It was the ring doves’ complicated social life that caused all the stir today; there was a deal of strutting and puffing up and pouncing, all of which scattered the little birds again and again. A group of jackdaws thought to take advantage of the kerfuffle and it is difficult to spot them amongst the leaves now, but they eventually stopped returning and something like normality returned to the garden…except that it’s not normal this year.
The house martins that nest in the angles of our neighbours’ top windows are nowhere to be seen. In fact the whole village is almost bereft of its swallow and house martins, which used to congregate on the telephone wires that cross the main street chattering to one another. We understand that a particularly bad storm over Greece has killed thousands of the birds on their migration. The sole survivors seem to be the pair that arrived early to take over their usual nest in the gentleman’s toilets. My neighbour misses them dearly – their nest was afixed to the stonework and glass of her bedroom window and she misses their cheerful banter. It would be very sad to think that the same birds that had returned for close to thirty years were gone now. Hopefully, a few stragglers will reach us or the toilet crew will have a choice of new homes for their youngsters next year.
It was almost lunchtime before the chunky blackbird fledgling emerged from the foliage where he’d been hiding – actually emerged might be something of an exaggeration since he almost fell off the edge of the rosebed wall. He seems barely to have mastered walking, let alone flying. I can’t see him tonight, but given where the adults are delivering food to, I suspect that he’s settled down into the base of the honeysuckle.
One other wonder today, was that whilst the ring doves and a solitary jackdaw and half a dozen sparrows, chaffinches and a siskin or two were rummaging on the lawn, the female woodpecker came down to join them, her brilliant plumage standing out amongst the others.
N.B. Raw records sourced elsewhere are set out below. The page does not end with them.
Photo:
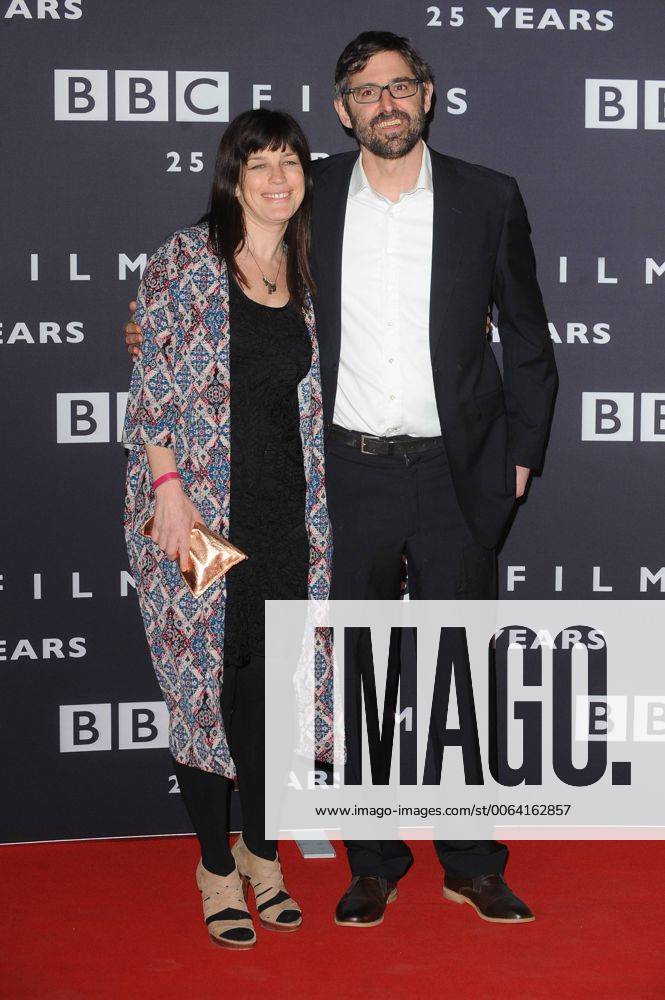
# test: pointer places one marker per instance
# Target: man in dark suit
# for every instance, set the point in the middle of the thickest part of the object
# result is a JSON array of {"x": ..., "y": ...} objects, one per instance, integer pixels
[{"x": 427, "y": 448}]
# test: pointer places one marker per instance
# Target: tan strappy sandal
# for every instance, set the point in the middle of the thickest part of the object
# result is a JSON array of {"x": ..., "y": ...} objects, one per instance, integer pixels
[
  {"x": 277, "y": 910},
  {"x": 225, "y": 908}
]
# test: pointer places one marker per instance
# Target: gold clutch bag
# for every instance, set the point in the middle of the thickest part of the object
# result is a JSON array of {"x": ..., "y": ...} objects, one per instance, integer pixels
[{"x": 210, "y": 557}]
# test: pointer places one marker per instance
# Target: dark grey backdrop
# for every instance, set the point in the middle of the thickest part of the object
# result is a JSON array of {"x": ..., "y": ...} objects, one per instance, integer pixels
[{"x": 101, "y": 188}]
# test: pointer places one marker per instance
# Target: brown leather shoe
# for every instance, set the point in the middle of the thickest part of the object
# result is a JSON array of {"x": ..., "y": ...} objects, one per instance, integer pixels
[
  {"x": 490, "y": 897},
  {"x": 364, "y": 902}
]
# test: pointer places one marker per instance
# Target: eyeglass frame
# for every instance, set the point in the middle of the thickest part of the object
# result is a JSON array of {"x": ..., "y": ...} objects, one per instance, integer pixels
[{"x": 386, "y": 86}]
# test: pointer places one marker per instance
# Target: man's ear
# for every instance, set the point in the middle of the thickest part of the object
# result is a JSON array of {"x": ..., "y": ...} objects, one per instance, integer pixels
[{"x": 342, "y": 113}]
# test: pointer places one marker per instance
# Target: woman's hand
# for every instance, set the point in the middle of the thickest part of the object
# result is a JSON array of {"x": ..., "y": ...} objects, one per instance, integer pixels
[{"x": 174, "y": 516}]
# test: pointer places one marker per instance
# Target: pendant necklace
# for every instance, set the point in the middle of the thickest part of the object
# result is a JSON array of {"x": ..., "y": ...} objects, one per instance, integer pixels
[{"x": 270, "y": 285}]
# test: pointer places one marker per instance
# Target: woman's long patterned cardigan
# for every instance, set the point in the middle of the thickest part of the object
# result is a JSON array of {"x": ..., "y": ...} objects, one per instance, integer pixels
[{"x": 180, "y": 398}]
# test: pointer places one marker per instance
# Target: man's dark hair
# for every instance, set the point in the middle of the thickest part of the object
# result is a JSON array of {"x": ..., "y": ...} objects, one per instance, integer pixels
[
  {"x": 357, "y": 54},
  {"x": 249, "y": 133}
]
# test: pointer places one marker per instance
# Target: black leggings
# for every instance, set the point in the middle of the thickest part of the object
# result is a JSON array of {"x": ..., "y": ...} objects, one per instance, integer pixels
[{"x": 207, "y": 796}]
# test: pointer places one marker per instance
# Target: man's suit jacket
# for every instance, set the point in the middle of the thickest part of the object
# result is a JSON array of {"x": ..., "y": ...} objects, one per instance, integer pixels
[{"x": 481, "y": 252}]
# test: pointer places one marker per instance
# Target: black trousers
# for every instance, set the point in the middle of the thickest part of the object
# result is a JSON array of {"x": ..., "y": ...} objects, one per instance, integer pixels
[
  {"x": 383, "y": 509},
  {"x": 207, "y": 796}
]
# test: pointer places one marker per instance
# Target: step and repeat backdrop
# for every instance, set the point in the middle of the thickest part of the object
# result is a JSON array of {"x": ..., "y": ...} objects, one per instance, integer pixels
[{"x": 112, "y": 112}]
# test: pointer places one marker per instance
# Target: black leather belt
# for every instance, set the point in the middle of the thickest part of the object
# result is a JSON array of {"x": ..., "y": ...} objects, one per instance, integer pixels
[{"x": 369, "y": 444}]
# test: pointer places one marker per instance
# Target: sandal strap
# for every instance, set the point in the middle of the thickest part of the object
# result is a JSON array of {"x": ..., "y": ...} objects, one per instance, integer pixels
[
  {"x": 267, "y": 882},
  {"x": 219, "y": 893}
]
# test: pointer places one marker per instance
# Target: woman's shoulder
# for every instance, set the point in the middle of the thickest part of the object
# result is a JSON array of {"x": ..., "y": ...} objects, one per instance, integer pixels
[{"x": 185, "y": 246}]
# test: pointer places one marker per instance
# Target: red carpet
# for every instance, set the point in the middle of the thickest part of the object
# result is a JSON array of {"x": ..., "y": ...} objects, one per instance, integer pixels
[{"x": 121, "y": 919}]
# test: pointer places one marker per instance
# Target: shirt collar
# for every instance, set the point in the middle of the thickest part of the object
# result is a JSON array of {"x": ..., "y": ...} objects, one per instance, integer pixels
[{"x": 360, "y": 183}]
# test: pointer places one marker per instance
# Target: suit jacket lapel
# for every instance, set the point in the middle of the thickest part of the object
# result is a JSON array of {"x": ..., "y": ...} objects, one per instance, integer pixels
[
  {"x": 330, "y": 197},
  {"x": 447, "y": 241}
]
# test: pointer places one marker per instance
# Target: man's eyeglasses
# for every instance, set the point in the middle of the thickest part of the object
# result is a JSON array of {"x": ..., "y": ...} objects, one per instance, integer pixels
[{"x": 370, "y": 93}]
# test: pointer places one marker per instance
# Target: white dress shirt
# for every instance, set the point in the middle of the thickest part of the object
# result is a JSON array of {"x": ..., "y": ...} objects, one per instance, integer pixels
[{"x": 385, "y": 384}]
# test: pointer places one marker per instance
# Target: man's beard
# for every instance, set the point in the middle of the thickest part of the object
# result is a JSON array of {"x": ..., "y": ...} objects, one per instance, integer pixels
[{"x": 387, "y": 147}]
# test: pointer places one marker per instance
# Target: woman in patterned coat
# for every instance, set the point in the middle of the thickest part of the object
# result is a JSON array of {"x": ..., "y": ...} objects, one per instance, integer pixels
[{"x": 224, "y": 426}]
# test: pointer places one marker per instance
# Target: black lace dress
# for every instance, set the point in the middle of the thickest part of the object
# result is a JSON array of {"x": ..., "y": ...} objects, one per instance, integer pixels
[{"x": 270, "y": 354}]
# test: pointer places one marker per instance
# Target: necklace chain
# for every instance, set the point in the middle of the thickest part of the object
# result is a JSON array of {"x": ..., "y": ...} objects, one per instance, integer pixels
[{"x": 270, "y": 285}]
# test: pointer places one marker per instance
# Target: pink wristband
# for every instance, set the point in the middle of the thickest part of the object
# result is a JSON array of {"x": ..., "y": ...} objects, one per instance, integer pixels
[{"x": 163, "y": 479}]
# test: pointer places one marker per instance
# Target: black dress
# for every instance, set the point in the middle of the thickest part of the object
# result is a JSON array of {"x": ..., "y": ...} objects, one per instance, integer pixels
[{"x": 270, "y": 353}]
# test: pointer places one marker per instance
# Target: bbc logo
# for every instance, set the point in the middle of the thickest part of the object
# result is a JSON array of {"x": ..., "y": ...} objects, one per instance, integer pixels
[
  {"x": 609, "y": 416},
  {"x": 85, "y": 417},
  {"x": 141, "y": 726},
  {"x": 613, "y": 104},
  {"x": 140, "y": 95}
]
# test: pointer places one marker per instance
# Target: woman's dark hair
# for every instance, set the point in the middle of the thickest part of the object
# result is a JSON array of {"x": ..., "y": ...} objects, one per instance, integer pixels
[
  {"x": 357, "y": 54},
  {"x": 249, "y": 133}
]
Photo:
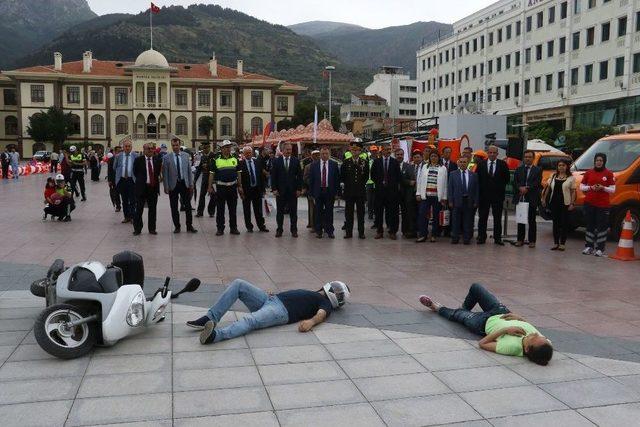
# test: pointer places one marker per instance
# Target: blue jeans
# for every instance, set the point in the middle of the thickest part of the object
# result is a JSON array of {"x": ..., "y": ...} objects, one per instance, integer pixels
[
  {"x": 475, "y": 321},
  {"x": 266, "y": 310}
]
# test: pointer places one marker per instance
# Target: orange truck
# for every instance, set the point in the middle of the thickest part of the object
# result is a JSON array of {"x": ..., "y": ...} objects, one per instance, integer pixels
[{"x": 623, "y": 159}]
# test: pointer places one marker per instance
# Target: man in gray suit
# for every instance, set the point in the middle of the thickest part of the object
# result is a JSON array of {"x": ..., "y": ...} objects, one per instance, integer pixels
[
  {"x": 124, "y": 180},
  {"x": 177, "y": 179}
]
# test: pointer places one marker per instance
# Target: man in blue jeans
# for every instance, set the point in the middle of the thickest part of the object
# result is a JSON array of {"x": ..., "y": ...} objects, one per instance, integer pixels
[{"x": 299, "y": 305}]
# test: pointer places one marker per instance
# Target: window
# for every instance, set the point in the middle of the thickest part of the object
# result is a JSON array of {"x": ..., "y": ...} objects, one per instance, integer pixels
[
  {"x": 10, "y": 97},
  {"x": 204, "y": 98},
  {"x": 11, "y": 125},
  {"x": 181, "y": 99},
  {"x": 97, "y": 125},
  {"x": 622, "y": 26},
  {"x": 73, "y": 95},
  {"x": 256, "y": 99},
  {"x": 256, "y": 125},
  {"x": 226, "y": 98},
  {"x": 604, "y": 70},
  {"x": 605, "y": 32},
  {"x": 574, "y": 76},
  {"x": 122, "y": 95},
  {"x": 591, "y": 36},
  {"x": 588, "y": 73},
  {"x": 619, "y": 71},
  {"x": 122, "y": 125}
]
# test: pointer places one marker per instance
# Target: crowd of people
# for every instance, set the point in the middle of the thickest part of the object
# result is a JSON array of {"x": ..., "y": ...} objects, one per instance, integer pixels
[{"x": 426, "y": 198}]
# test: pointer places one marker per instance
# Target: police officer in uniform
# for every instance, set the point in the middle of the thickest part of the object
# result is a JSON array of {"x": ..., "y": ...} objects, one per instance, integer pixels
[
  {"x": 355, "y": 173},
  {"x": 224, "y": 173},
  {"x": 78, "y": 164},
  {"x": 206, "y": 159}
]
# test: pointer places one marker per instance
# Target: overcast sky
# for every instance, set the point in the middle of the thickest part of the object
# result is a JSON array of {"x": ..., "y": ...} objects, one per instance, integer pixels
[{"x": 367, "y": 13}]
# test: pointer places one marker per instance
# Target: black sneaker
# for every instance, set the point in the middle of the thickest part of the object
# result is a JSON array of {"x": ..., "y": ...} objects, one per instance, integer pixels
[
  {"x": 208, "y": 334},
  {"x": 198, "y": 323}
]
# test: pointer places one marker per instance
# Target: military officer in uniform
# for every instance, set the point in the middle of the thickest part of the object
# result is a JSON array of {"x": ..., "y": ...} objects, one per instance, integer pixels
[
  {"x": 355, "y": 173},
  {"x": 224, "y": 173}
]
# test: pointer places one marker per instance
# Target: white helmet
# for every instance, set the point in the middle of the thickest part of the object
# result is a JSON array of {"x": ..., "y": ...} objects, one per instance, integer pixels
[{"x": 337, "y": 292}]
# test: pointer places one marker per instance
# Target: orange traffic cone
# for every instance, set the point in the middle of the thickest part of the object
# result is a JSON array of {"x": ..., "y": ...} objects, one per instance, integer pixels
[{"x": 625, "y": 246}]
I’ve never seen one of them down on the grass before. She was quartering the little patch of grass beneath the cone peanut feeder, possibly concious that she’d been dropping more than she was eating. It looks as though she might become a regular visitor, which would be lovely.
I haven’t seen Spikey, and don’t expect to, but his dish is polished clean every morning and I put it out late enough that the blackbirds don’t help themselves to the hedgehog biscuit layer ontop of the meat.